Wednesday, June 15, 2011

Loving v. Haters

The National Review finally dumps that loathsome old bigot, Bill Buckley, on the trash heap of history. From The Corner:

Segregation was a profound social evil. Full stop. Marriage as an exclusive heterosexual union is a necessary social good. It is why all cultures since earliest days, regardless of religion, law, or culture, have marriage as only between men and women.


Loving v. Virginia struck down a legal regime, peculiar to certain parts of the nation, that was wholly racist at its core. As the court observed, the Virginia law was about “the absolute prohibition of a ‘white person’ marrying other than another ‘white person’.” It was about nothing more than the racial purity of whites and all the ugliness that implies.

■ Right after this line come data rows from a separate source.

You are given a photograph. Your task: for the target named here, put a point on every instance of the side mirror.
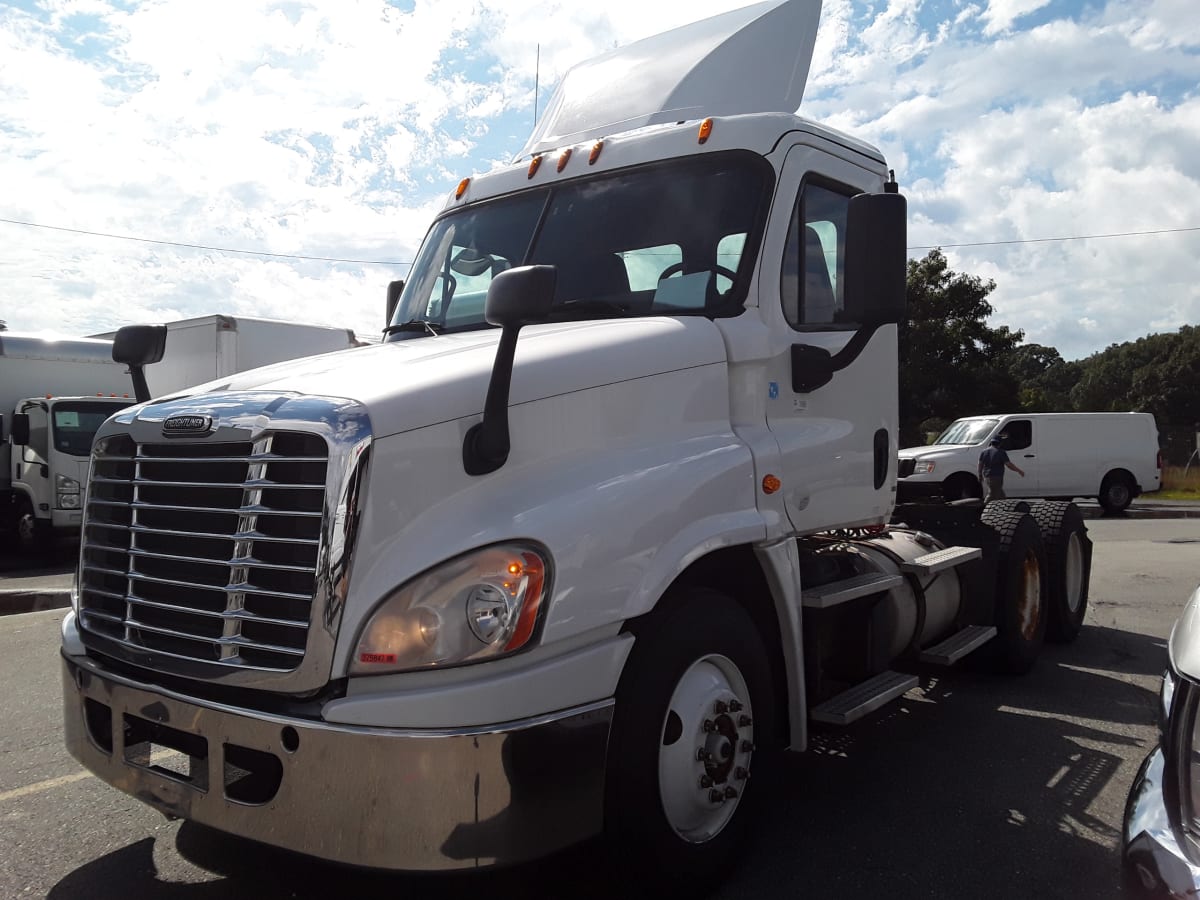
(515, 298)
(139, 346)
(394, 291)
(876, 259)
(21, 429)
(521, 297)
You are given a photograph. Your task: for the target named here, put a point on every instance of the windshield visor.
(676, 238)
(967, 431)
(73, 425)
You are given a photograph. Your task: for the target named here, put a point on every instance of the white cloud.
(325, 129)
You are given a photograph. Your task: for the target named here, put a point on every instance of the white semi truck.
(609, 516)
(54, 393)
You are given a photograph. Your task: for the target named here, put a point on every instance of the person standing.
(993, 463)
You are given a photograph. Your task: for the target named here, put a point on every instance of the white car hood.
(1185, 642)
(411, 384)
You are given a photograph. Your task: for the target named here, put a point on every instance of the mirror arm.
(486, 445)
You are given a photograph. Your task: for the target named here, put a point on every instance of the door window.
(1018, 435)
(811, 281)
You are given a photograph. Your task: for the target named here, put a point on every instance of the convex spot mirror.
(139, 345)
(876, 258)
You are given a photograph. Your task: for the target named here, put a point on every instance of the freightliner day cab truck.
(606, 517)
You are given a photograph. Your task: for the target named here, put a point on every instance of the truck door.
(838, 439)
(30, 461)
(1019, 439)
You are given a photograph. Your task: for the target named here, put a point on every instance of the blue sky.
(335, 130)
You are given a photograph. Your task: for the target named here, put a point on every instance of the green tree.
(952, 361)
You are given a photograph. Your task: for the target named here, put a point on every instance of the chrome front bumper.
(375, 797)
(1153, 862)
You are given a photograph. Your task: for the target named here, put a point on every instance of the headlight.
(65, 485)
(481, 605)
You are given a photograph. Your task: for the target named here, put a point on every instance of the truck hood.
(1185, 642)
(411, 384)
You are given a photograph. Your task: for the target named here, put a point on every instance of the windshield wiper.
(413, 325)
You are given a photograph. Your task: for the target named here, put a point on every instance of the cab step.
(839, 592)
(941, 559)
(864, 697)
(958, 645)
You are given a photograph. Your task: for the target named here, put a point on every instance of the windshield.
(967, 431)
(75, 424)
(671, 239)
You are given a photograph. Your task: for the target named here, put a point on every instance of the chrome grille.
(205, 551)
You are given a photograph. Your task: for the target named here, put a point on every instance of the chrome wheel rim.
(707, 741)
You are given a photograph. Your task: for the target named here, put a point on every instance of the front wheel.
(693, 706)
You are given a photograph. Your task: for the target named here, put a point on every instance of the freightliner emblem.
(187, 425)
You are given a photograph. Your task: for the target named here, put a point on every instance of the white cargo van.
(1110, 456)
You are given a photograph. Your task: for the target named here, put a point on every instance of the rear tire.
(1021, 607)
(1116, 492)
(660, 814)
(1068, 563)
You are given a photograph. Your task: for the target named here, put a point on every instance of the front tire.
(33, 534)
(693, 706)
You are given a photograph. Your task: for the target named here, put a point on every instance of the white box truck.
(210, 347)
(1110, 456)
(606, 519)
(54, 393)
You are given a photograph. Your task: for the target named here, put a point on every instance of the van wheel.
(693, 705)
(961, 487)
(1021, 607)
(33, 534)
(1068, 563)
(1116, 492)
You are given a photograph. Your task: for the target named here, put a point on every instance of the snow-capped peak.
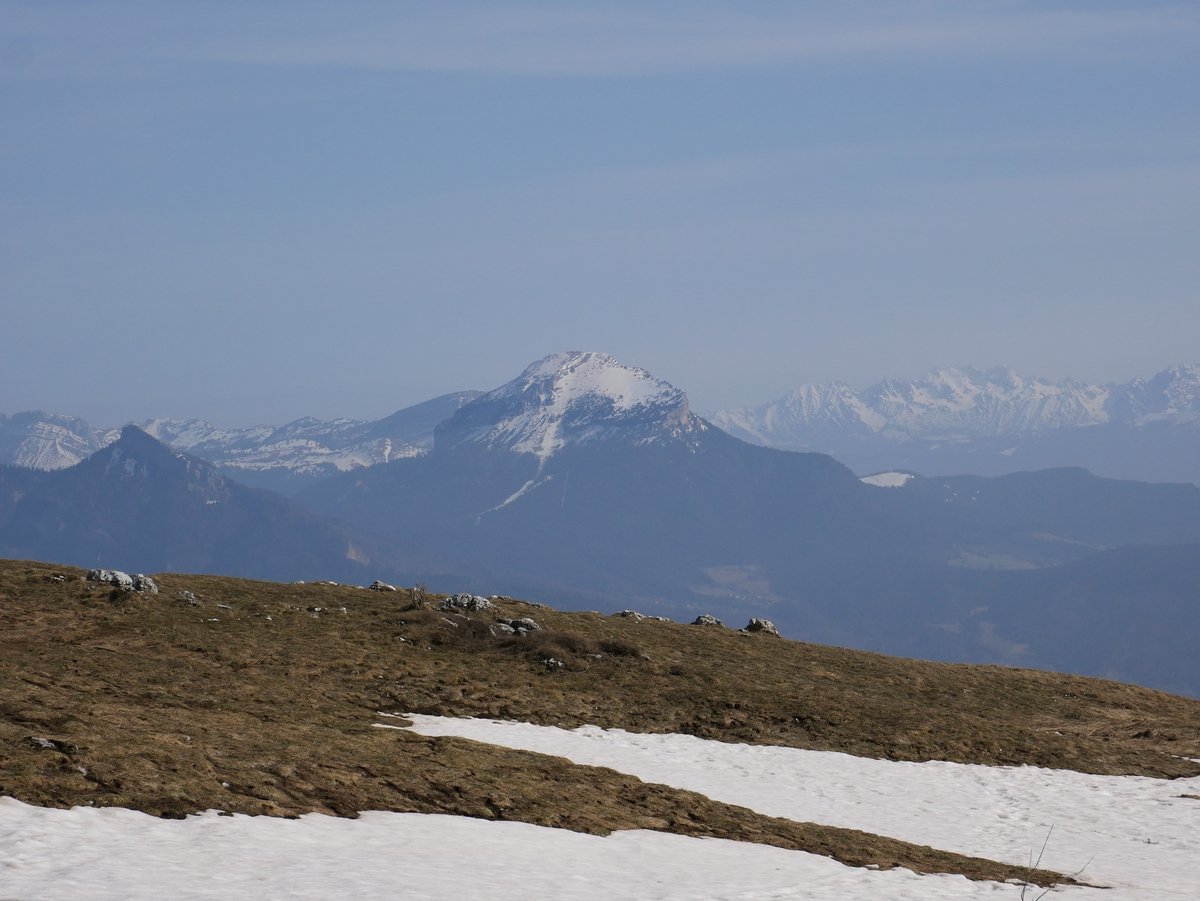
(574, 397)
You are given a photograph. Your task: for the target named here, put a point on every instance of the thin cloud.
(610, 41)
(600, 40)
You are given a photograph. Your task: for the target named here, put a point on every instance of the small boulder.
(466, 601)
(112, 577)
(142, 582)
(761, 625)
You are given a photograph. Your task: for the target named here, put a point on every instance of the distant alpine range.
(948, 421)
(589, 484)
(990, 422)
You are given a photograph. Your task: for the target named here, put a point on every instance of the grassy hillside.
(259, 698)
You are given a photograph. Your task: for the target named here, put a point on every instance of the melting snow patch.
(887, 480)
(111, 853)
(1143, 839)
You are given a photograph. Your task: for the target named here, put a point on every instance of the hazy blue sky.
(256, 210)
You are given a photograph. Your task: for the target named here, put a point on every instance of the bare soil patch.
(259, 698)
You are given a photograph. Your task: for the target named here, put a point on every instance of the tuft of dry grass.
(259, 698)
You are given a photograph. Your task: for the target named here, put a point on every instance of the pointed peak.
(574, 397)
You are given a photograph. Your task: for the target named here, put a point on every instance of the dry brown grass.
(261, 700)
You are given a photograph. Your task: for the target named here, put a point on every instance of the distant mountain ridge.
(142, 505)
(989, 422)
(571, 398)
(585, 481)
(279, 457)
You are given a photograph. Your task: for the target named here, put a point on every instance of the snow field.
(1135, 835)
(1145, 839)
(117, 854)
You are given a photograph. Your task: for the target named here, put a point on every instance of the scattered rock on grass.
(466, 601)
(761, 625)
(144, 583)
(124, 581)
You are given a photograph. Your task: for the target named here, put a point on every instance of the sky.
(255, 211)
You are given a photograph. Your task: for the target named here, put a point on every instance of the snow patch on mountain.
(888, 480)
(576, 397)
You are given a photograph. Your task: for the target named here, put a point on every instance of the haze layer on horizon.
(257, 211)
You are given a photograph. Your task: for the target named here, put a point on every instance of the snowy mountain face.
(573, 398)
(43, 440)
(303, 448)
(989, 422)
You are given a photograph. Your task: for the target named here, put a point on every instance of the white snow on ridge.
(577, 397)
(1141, 838)
(888, 480)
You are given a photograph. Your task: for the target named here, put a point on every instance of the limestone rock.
(761, 625)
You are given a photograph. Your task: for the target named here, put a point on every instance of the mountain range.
(588, 484)
(948, 421)
(990, 422)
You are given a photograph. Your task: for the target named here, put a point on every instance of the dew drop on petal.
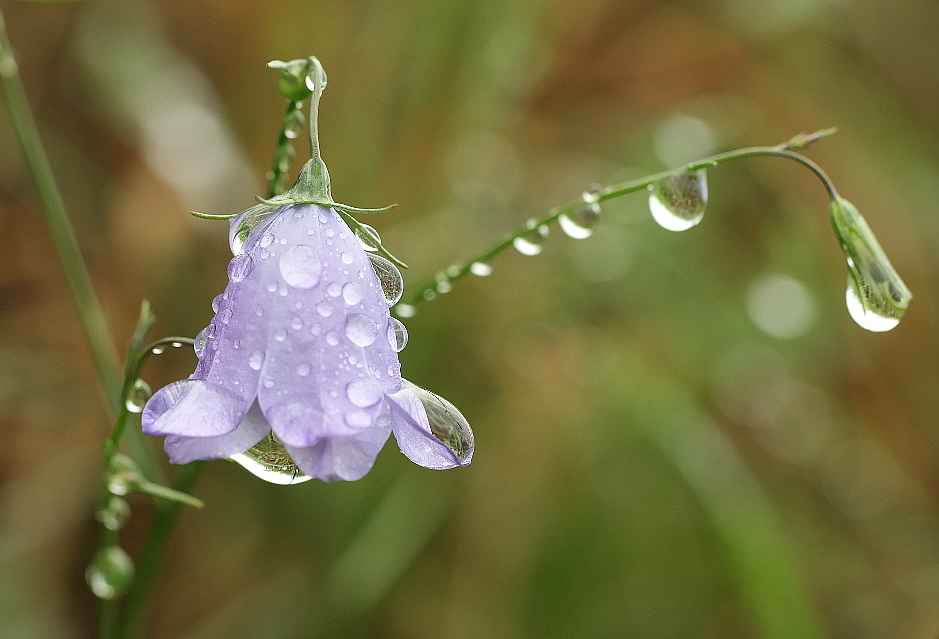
(481, 269)
(138, 396)
(239, 267)
(677, 202)
(361, 329)
(397, 335)
(352, 293)
(363, 393)
(368, 237)
(392, 284)
(300, 266)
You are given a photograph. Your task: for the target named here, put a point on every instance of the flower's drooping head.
(300, 364)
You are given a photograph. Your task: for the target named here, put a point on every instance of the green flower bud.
(876, 296)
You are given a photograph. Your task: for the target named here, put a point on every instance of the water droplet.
(239, 267)
(392, 284)
(138, 396)
(397, 335)
(678, 201)
(363, 393)
(270, 461)
(352, 293)
(361, 330)
(446, 422)
(359, 419)
(368, 237)
(868, 317)
(405, 310)
(579, 224)
(300, 266)
(110, 573)
(530, 244)
(115, 513)
(481, 269)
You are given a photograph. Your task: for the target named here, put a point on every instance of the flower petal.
(412, 432)
(192, 408)
(341, 458)
(250, 431)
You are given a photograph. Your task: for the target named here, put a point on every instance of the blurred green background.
(678, 435)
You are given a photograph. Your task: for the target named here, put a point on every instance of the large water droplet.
(368, 237)
(270, 461)
(300, 266)
(239, 267)
(138, 397)
(110, 573)
(392, 284)
(446, 422)
(352, 293)
(869, 317)
(397, 335)
(677, 202)
(579, 224)
(363, 393)
(361, 330)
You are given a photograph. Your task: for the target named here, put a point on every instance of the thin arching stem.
(456, 271)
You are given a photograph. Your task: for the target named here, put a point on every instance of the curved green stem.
(458, 270)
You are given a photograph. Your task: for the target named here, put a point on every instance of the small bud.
(876, 296)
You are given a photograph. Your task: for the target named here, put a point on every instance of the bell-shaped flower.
(300, 363)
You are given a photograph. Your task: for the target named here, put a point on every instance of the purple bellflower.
(298, 372)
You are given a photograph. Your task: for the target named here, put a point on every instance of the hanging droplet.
(114, 514)
(368, 237)
(530, 244)
(110, 573)
(138, 396)
(876, 296)
(397, 335)
(392, 284)
(677, 202)
(269, 460)
(293, 127)
(446, 422)
(481, 269)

But Bill Buckley thought segregation was a profound social good. Full stop:

The central question that emerges . . . is whether the White community in the South is entitled to take such measures as are necessary to prevail, politically and culturally, in areas in which it does not prevail numerically? The sobering answer is Yes – the White community is so entitled because, for the time being, it is the advanced race. It is not easy, and it is unpleasant, to adduce statistics evidencing the cultural superiority of White over Negro: but it is a fact that obtrudes, one that cannot be hidden by ever-so-busy egalitarians and anthropologists.

[...]

National Review believes that the South's premises are correct. It is more important for the community, anywhere in the world, to affirm and live by civilized standards, than to bow to the demands of the numerical majority. Sometimes it becomes impossible to assert the will of a minority, in which case it must give way, and the society will regress; sometimes the numerical minority cannot prevail except by violence: then it must determine whether the prevalence of its will is worth the terrible price of violence.

In 50 years, National Review may acknowledge that Glenn Stanton's bigotry is the same as Bill Buckley's. I suspect a condemnation of Glenn Stanton's criticism of Buckley is more likely.